Dr. Closser began teaching in the English Department at Missouri State University (then Southwest Missouri State University) in fall of 1978. He received his Ph.D. from the University of Arkansas, where his dissertation focused on the work of British novelist John Fowles. Closser later had an essay of his on Fowles published in the book John Fowles and Nature: Fourteen Perspectives on Landscape and actually read a version of this essay, “In the Sea of Life Enisled: Narrative Landscape and Catherine’s Fate in ‘The Cloud'” at the John Fowles Symposium in Lyme Regis, England. John Fowles himself, one of the twentieth century’s most important novelists, .was among the delighted audience members to hear Closser’s presentation.
Clark Closser is a successful poet and creative nonfiction essayist. His early poems were published in the chapbook His Times, and his personal essays have entertained and enlightened audiences at Missouri State for years, including “Sunday Morning” and “Roger’s Recreation.” His community Nineteenth-Century Novel Reading Group has read a novel every month and discussed it, with Closser’s guidance, at a meeting in a group member’s home. So far, the group has read and discussed over one hundred and fifty novels, including War and Peace and Crime and Punishment!

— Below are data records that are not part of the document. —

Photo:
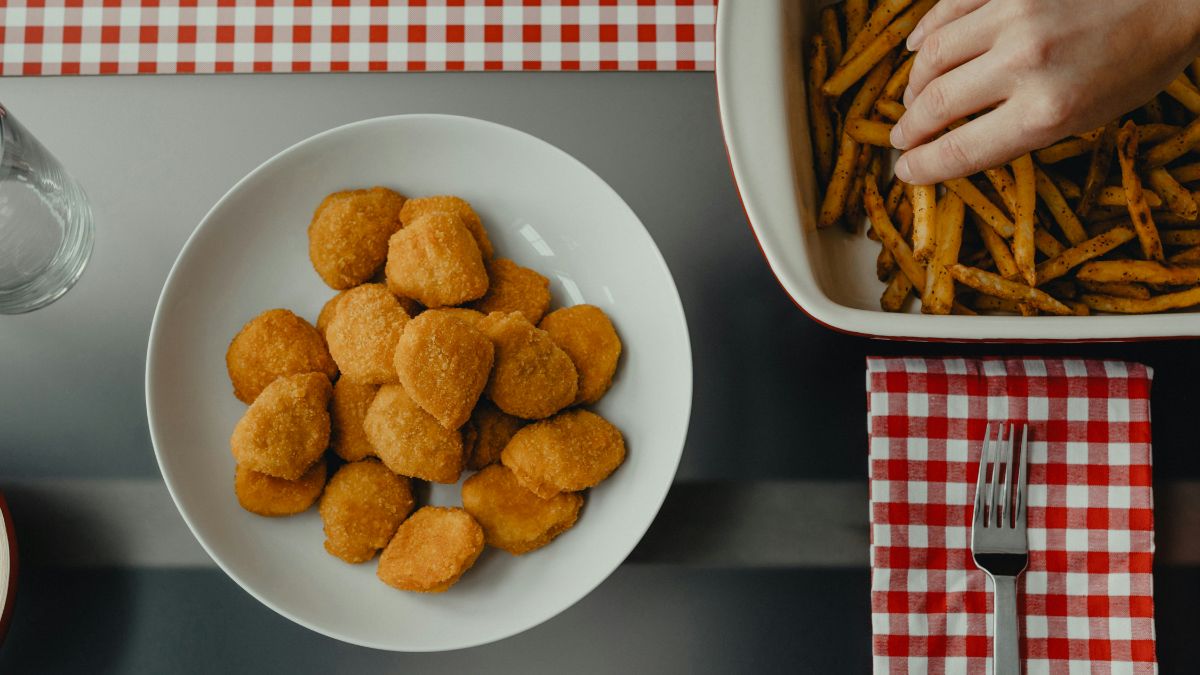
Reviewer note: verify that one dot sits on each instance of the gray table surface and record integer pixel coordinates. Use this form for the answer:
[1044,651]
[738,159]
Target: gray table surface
[759,559]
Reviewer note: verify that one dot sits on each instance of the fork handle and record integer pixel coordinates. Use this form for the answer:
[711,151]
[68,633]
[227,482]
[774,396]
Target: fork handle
[1006,641]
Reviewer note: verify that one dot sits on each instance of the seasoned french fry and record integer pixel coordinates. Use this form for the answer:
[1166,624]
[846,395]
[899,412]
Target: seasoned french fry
[889,109]
[857,67]
[1174,147]
[978,203]
[1098,168]
[999,286]
[1023,233]
[1139,210]
[870,132]
[939,296]
[1081,252]
[1145,272]
[1157,304]
[880,18]
[1176,197]
[1116,288]
[819,107]
[832,34]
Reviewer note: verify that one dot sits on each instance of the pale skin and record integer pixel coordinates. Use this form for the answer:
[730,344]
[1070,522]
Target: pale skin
[1037,71]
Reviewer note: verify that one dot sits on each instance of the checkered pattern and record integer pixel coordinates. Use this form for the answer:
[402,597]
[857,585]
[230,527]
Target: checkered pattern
[1086,601]
[106,36]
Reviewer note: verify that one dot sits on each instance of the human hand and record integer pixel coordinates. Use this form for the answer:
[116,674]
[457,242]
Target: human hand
[1049,67]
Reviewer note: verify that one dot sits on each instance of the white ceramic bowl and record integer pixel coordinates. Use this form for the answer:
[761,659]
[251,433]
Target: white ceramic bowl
[544,209]
[831,274]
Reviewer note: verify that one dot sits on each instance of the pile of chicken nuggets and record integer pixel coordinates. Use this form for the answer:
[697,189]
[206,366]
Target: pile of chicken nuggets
[433,359]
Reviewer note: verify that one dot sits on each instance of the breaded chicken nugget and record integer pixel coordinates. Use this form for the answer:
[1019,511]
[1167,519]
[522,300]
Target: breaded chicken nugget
[443,364]
[532,378]
[587,335]
[409,440]
[348,234]
[364,333]
[514,288]
[346,413]
[268,495]
[363,506]
[436,262]
[514,518]
[271,345]
[490,430]
[567,453]
[419,207]
[431,550]
[287,426]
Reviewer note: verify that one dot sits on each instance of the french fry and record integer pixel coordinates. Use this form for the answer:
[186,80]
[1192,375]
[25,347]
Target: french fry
[1176,197]
[857,67]
[1068,222]
[1167,302]
[819,107]
[924,221]
[898,291]
[1081,252]
[889,109]
[1023,217]
[1116,288]
[999,286]
[870,132]
[880,18]
[1145,272]
[939,296]
[1174,147]
[1098,168]
[978,203]
[1139,210]
[832,34]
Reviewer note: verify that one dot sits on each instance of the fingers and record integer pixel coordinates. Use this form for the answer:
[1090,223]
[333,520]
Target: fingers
[989,141]
[963,91]
[939,16]
[948,48]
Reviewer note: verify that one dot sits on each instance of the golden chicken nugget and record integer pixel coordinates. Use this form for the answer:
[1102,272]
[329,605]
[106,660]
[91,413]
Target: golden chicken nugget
[361,508]
[364,333]
[348,234]
[587,335]
[328,311]
[419,207]
[268,495]
[273,345]
[287,426]
[409,440]
[443,363]
[346,413]
[431,550]
[570,452]
[490,430]
[514,288]
[514,518]
[533,377]
[436,262]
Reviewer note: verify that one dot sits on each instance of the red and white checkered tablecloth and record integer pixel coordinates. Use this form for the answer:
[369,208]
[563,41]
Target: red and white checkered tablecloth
[151,36]
[1086,601]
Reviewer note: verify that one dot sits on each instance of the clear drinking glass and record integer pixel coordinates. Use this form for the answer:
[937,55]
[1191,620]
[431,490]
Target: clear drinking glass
[46,227]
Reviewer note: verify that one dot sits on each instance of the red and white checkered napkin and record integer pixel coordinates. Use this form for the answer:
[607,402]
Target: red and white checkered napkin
[1086,601]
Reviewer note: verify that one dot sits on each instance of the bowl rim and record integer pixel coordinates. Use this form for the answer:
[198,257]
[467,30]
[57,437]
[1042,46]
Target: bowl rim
[169,287]
[802,287]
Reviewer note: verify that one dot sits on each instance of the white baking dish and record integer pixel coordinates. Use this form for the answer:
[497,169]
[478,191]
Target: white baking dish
[831,274]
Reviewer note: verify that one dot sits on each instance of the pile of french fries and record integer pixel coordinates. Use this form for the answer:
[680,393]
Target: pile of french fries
[1060,231]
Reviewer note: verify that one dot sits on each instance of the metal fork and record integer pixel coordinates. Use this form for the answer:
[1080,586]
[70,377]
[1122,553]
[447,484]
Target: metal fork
[997,539]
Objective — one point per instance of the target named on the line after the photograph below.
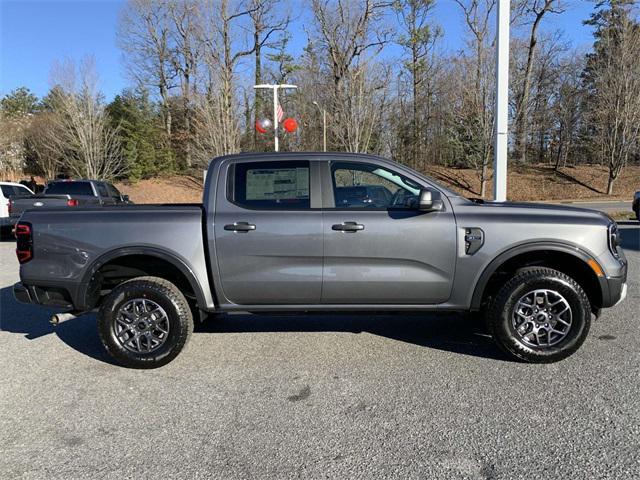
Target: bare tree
(41, 140)
(418, 38)
(185, 59)
(613, 74)
(84, 138)
(538, 9)
(223, 38)
(145, 35)
(477, 15)
(348, 31)
(267, 21)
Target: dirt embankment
(530, 183)
(540, 182)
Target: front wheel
(145, 322)
(540, 315)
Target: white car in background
(9, 190)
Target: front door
(379, 249)
(268, 239)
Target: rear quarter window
(10, 191)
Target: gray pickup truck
(69, 193)
(275, 234)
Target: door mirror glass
(427, 203)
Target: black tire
(501, 310)
(164, 294)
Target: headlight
(614, 239)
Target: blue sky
(34, 34)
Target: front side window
(113, 192)
(271, 185)
(360, 185)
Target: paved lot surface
(319, 397)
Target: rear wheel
(540, 315)
(145, 322)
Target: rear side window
(69, 188)
(113, 191)
(102, 190)
(271, 185)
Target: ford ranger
(275, 234)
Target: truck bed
(69, 243)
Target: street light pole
(324, 126)
(500, 149)
(275, 89)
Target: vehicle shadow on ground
(630, 237)
(458, 333)
(32, 322)
(448, 332)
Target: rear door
(268, 232)
(378, 248)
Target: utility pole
(324, 126)
(275, 89)
(501, 121)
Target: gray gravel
(403, 396)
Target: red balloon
(290, 125)
(263, 125)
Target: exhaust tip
(58, 318)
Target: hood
(557, 212)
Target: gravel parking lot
(357, 396)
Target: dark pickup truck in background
(302, 232)
(69, 193)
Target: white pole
(275, 117)
(502, 102)
(275, 108)
(324, 130)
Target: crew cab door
(268, 236)
(378, 248)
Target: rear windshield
(69, 188)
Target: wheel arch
(129, 262)
(566, 258)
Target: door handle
(348, 227)
(240, 227)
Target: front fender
(567, 248)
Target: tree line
(378, 69)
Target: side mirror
(427, 203)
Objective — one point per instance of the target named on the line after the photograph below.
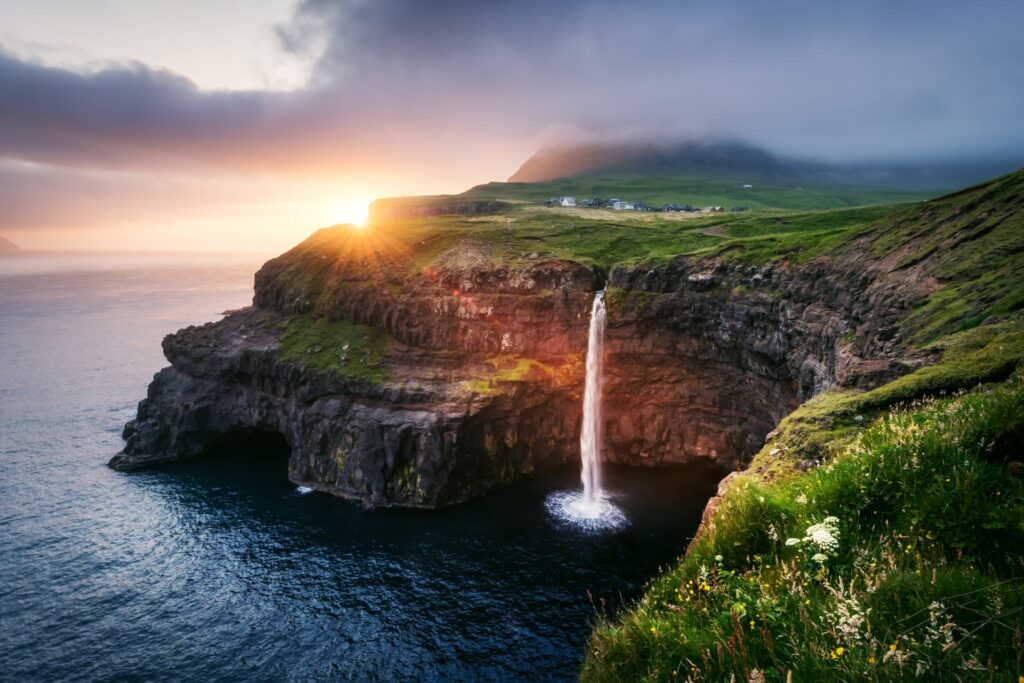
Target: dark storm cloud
(451, 80)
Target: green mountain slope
(898, 556)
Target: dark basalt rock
(704, 358)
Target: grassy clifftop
(878, 535)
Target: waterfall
(591, 510)
(590, 437)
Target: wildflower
(824, 535)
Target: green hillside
(898, 556)
(699, 190)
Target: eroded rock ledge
(469, 370)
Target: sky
(245, 125)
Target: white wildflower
(824, 535)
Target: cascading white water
(590, 437)
(591, 509)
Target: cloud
(433, 96)
(402, 77)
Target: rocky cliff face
(468, 373)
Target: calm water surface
(218, 569)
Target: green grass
(925, 582)
(343, 348)
(968, 359)
(697, 190)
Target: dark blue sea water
(218, 569)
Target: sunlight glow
(354, 211)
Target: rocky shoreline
(479, 372)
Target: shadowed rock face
(484, 366)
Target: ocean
(219, 568)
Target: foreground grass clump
(898, 559)
(353, 351)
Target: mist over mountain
(8, 247)
(732, 159)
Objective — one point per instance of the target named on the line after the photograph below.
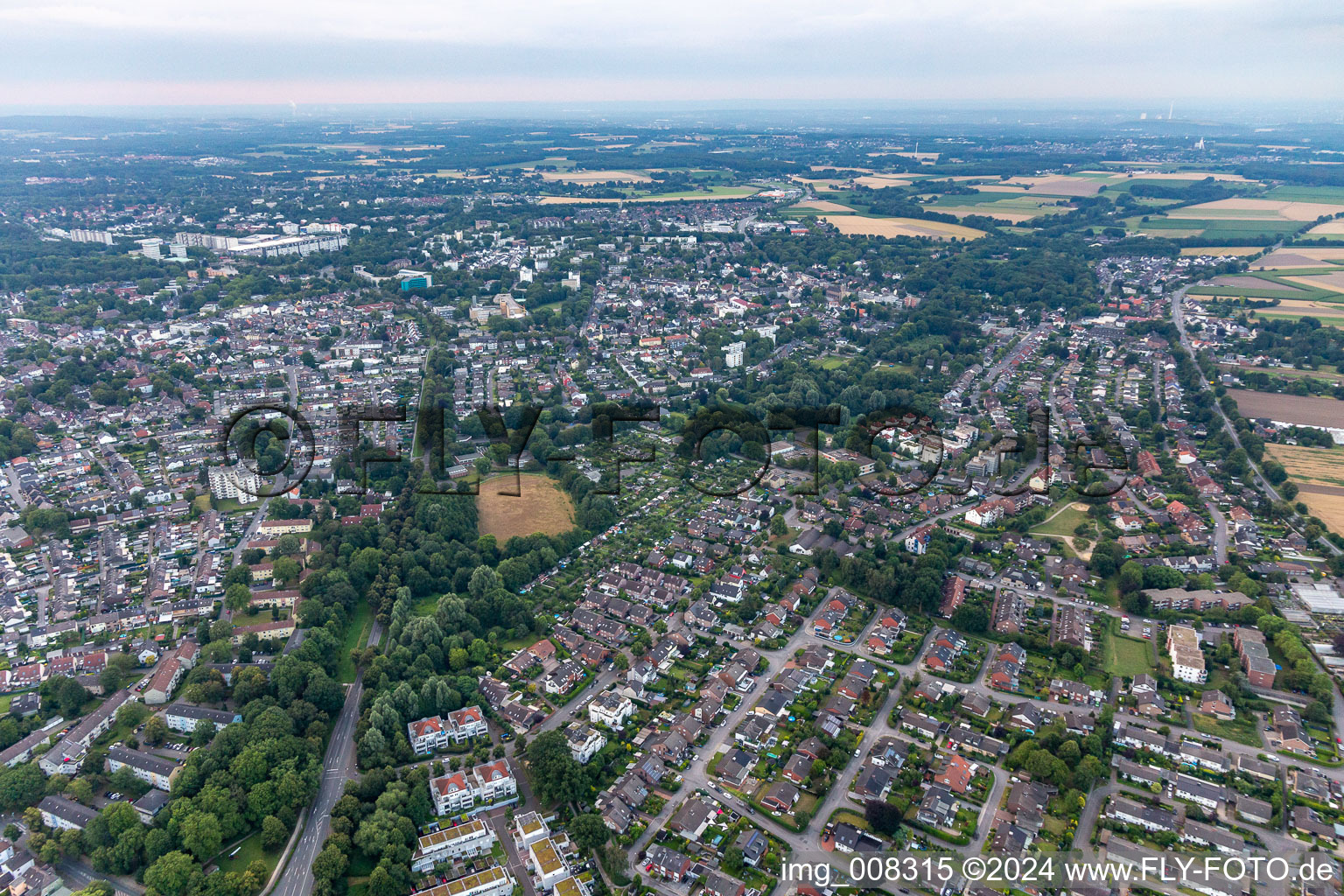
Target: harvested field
(820, 206)
(990, 211)
(1183, 175)
(878, 182)
(1319, 474)
(1256, 210)
(1320, 466)
(1334, 283)
(596, 176)
(1298, 410)
(1047, 186)
(1253, 283)
(1324, 501)
(864, 226)
(1329, 313)
(1286, 373)
(1300, 256)
(543, 507)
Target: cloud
(406, 50)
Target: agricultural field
(1329, 230)
(1328, 313)
(1300, 256)
(1221, 250)
(865, 226)
(1251, 283)
(1011, 208)
(712, 193)
(1225, 230)
(1334, 281)
(820, 206)
(1324, 373)
(543, 507)
(1324, 466)
(1324, 501)
(1319, 474)
(1246, 208)
(1298, 410)
(597, 176)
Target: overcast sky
(323, 52)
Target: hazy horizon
(1194, 52)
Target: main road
(338, 767)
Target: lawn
(1242, 730)
(1128, 655)
(248, 850)
(542, 507)
(356, 635)
(1063, 522)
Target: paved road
(77, 876)
(338, 767)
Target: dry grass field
(864, 226)
(820, 206)
(1326, 501)
(1334, 281)
(990, 211)
(1329, 313)
(1256, 210)
(597, 176)
(1323, 466)
(1319, 474)
(1245, 281)
(1298, 410)
(878, 182)
(543, 507)
(1219, 250)
(1298, 256)
(1046, 186)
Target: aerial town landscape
(668, 502)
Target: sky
(92, 52)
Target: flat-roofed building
(471, 838)
(153, 770)
(492, 881)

Regarded by students and faculty alike as a master teacher, Closser seems to have memorized all the recent Norton Anthologies of American and British literature, and typically stands ready to recite key passages of poems, or entire poems, to illustrate a key point in a lecture or discussion. He won a University Teaching Award in 2001 and a College of Arts and Letters Teaching Award in 1997.